BCPS 2013: Some Pharmacoeconomics

Pharmacoeconomics are on the test more than I would have thought.  Some notes for you.  Enjoy! Definitions

A. Pharmacoeconomics—the description and analysis of the costs and consequences of pharmaceuticals and pharmaceutical services and its effects on individuals, health care systems, and society. These costs and consequences typically include both economic and humanistic assessments.

1. A division of outcomes research; however, NOT all outcomes research is pharmacoeconomic research.

B. Outcomes research—broadly defined as studies that attempt to identify, measure, and evaluate the end results of health care services in general

1. Clinical effects as well as economic & humanistic outcomes (i.e. functional status, well-being, satisfaction w/ care).

2. Proposed that evaluation of drug therapy and related services should always include assessments of economic, clinical, and humanistic outcomes.

 

A. Economic, clinical, and humanistic outcome (ECHO) model

1. Economic outcomes—direct, indirect, and intangible costs compared with the consequences of medical treatment alternatives.

2. Clinical outcomes—medical events that occur as a result of disease or treatment

3. Humanistic outcomes—consequences of disease or treatment on patient functional status, or quality of life, measured along several dimensions, e.g., physical functioning, social functioning, general health perceptions and well-being.

B. The ECHO model recognizes intermediary outcomes

1. Economic intermediaries à introduced from the clinical and humanistic side of the model.

a. Clinical à direct costs of medical care assoc’d with each treatment, not just the direct cost of the pharmaceutical products (i.e. lab testing, ED visits, inpt hospitalizations, and costs of retreatment from product failure)

b. Humanistic à

i. Indirect, or productivity costs assoc’d with the time lost from work

ii. Direct nonmedical costs à transportation to the hospital, or physician’s office for treatment

2. Humanistic intermediaries à affect the indl’s subjective evaluation of outcomes

a. Examples: side effects; efficacy/effectiveness; patient’s willingness or ability to pay; adherence to drug regimen (compliance); patient’s knowledge; drug dosing schedules

Economic outcomes assessment

**Balance cost vs consequences

A. Costs

1. Direct medical costs—costs incurred for medical products and services used for the prevention, detection, and treatment of a disease.

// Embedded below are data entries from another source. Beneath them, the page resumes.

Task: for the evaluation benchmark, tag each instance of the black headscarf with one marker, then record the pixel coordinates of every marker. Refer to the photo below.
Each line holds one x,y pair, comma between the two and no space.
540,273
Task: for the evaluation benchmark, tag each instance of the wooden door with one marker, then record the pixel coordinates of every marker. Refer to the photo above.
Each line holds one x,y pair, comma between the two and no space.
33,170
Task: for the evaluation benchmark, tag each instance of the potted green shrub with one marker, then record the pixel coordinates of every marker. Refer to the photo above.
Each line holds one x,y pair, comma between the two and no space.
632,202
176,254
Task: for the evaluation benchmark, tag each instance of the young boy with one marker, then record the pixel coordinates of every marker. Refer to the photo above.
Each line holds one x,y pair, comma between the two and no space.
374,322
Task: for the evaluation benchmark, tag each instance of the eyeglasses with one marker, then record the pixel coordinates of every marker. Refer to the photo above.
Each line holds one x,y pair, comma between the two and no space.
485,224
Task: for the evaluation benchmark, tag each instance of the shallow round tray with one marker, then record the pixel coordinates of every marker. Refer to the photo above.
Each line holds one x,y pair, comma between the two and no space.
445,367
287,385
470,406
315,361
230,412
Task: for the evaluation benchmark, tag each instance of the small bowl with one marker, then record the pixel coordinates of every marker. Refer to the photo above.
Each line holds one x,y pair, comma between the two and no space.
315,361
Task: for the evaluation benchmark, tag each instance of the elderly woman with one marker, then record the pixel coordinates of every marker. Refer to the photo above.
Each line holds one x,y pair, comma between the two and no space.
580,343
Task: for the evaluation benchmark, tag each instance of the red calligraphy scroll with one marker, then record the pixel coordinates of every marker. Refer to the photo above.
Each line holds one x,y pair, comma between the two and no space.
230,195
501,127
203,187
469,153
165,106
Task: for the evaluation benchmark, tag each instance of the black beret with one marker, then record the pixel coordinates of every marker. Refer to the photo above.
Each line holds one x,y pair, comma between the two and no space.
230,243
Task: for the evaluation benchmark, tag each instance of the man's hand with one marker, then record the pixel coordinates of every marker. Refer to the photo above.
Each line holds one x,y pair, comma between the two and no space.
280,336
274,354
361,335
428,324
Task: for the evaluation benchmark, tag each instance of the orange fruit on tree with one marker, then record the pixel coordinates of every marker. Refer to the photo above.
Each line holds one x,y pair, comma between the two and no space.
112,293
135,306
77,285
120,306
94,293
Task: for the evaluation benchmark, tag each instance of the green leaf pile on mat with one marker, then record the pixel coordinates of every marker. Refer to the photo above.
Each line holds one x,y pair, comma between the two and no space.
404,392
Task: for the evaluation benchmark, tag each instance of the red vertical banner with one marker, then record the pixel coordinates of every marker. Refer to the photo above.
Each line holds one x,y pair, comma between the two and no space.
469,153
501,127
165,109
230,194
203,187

a. Examples: hospitalization, drugs, laboratory testing, supplies

i) Fixed costs represent overhead costs

ii) Variable costs—vary as a function of volume

2. Direct nonmedical costs—costs for nonmedical services that are the result of illness or disease, but do not involve purchasing medical services.

b. Examples: special food, transportation for health care, family care

3. Indirect costs—costs of morbidity and mortality resulting from illness or disease.

a. Examples: lost productivity, premature death

4. Intangible costs—costs of pain, suffering, grief, and other nonfinancial outcomes of disease and medical care

5. Incremental costs—additional costs incurred to obtain an additional unit of benefit from an alternative strategy.

6. Opportunity costs—the value of the next best use that is forgone

B. Consequences

1. Positive versus negative

a. Full evaluations must measure both desirable and undesirable outcomes.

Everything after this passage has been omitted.